Other Mechanisms of Benefit by Biventricular Pacing
One of the findings in this study was the shortening of isovolumic contraction time during biventricular pacing, without change in ejection time and isovolumic relaxation time. More precisely, this is actually the wasted presystolic time after atrial filling is completed but before mitral valve closure. With atrioventricular interval optimized by Doppler echocardiography, there was forced closure of the mitral valve immediately after atrial filling was completed, hence the presystolic time was abolished.13 As a result, diastolic filling time was increased and the fusion of early and late diastolic filling was reduced. The midsystolic mitral regurgitation was also improved, probably as a result of improved synchronicity that reduced the distortion of mitral apparatus during contraction.

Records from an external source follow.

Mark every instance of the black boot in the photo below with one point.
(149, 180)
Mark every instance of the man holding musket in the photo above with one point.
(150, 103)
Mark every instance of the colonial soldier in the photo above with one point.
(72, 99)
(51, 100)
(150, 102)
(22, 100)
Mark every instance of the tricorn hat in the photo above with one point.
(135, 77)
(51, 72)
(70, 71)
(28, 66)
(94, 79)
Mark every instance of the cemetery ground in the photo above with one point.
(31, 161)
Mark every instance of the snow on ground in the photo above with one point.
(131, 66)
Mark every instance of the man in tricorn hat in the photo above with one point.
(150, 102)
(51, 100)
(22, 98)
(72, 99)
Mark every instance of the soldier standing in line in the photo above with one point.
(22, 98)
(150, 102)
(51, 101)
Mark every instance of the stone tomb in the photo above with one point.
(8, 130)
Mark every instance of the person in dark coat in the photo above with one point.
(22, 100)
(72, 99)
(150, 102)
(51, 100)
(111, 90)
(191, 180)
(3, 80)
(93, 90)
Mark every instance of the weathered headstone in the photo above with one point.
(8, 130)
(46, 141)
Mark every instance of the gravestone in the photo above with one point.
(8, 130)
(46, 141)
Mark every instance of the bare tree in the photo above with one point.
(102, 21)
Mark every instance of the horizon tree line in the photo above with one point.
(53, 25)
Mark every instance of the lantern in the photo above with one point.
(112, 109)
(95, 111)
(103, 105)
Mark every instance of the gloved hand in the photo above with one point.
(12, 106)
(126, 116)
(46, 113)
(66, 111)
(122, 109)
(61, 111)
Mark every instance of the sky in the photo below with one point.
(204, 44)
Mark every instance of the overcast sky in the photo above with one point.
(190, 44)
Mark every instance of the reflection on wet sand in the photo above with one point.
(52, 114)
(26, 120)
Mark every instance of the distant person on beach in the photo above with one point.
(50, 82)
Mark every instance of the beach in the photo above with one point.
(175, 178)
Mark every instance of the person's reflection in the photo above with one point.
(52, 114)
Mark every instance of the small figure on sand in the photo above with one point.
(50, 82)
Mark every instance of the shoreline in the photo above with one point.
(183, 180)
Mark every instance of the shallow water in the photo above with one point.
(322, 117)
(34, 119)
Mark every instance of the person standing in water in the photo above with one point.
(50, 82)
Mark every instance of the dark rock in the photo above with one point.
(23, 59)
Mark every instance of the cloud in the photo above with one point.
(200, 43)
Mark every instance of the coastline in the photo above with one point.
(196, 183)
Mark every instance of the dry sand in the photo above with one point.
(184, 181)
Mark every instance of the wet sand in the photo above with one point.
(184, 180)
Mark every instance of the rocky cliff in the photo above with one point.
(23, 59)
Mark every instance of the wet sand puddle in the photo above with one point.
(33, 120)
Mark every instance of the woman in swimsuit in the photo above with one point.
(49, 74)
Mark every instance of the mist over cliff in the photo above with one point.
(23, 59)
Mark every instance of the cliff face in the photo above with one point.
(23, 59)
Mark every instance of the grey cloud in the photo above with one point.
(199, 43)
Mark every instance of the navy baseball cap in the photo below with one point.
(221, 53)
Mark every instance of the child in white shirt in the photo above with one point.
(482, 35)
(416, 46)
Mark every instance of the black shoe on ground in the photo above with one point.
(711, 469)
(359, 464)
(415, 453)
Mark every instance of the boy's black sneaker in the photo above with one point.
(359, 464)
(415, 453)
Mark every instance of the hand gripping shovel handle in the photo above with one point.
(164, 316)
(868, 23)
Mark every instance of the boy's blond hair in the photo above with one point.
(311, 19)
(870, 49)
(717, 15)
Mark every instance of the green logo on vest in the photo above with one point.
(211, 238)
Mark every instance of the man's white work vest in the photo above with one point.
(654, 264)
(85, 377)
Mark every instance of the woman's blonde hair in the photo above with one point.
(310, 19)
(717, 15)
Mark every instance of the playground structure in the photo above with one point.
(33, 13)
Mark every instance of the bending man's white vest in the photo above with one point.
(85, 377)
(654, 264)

The proposed mechanisms of improvement in intraventricular synchrony, atrioventricular synchrony, and interventricular synchrony are summarized in Figure 4. As this study was conducted in a relatively short duration, the long-term benefits need to be prospectively assessed by additional studies. In addition, whether reverse remodeling induced by biventricular pacing therapy will improve the prognosis of heart failure, as is seen in pharmacological therapy, needs to be addressed by large-scale, multicenter studies.
The work was supported by a research grant from Medtronic, Inc.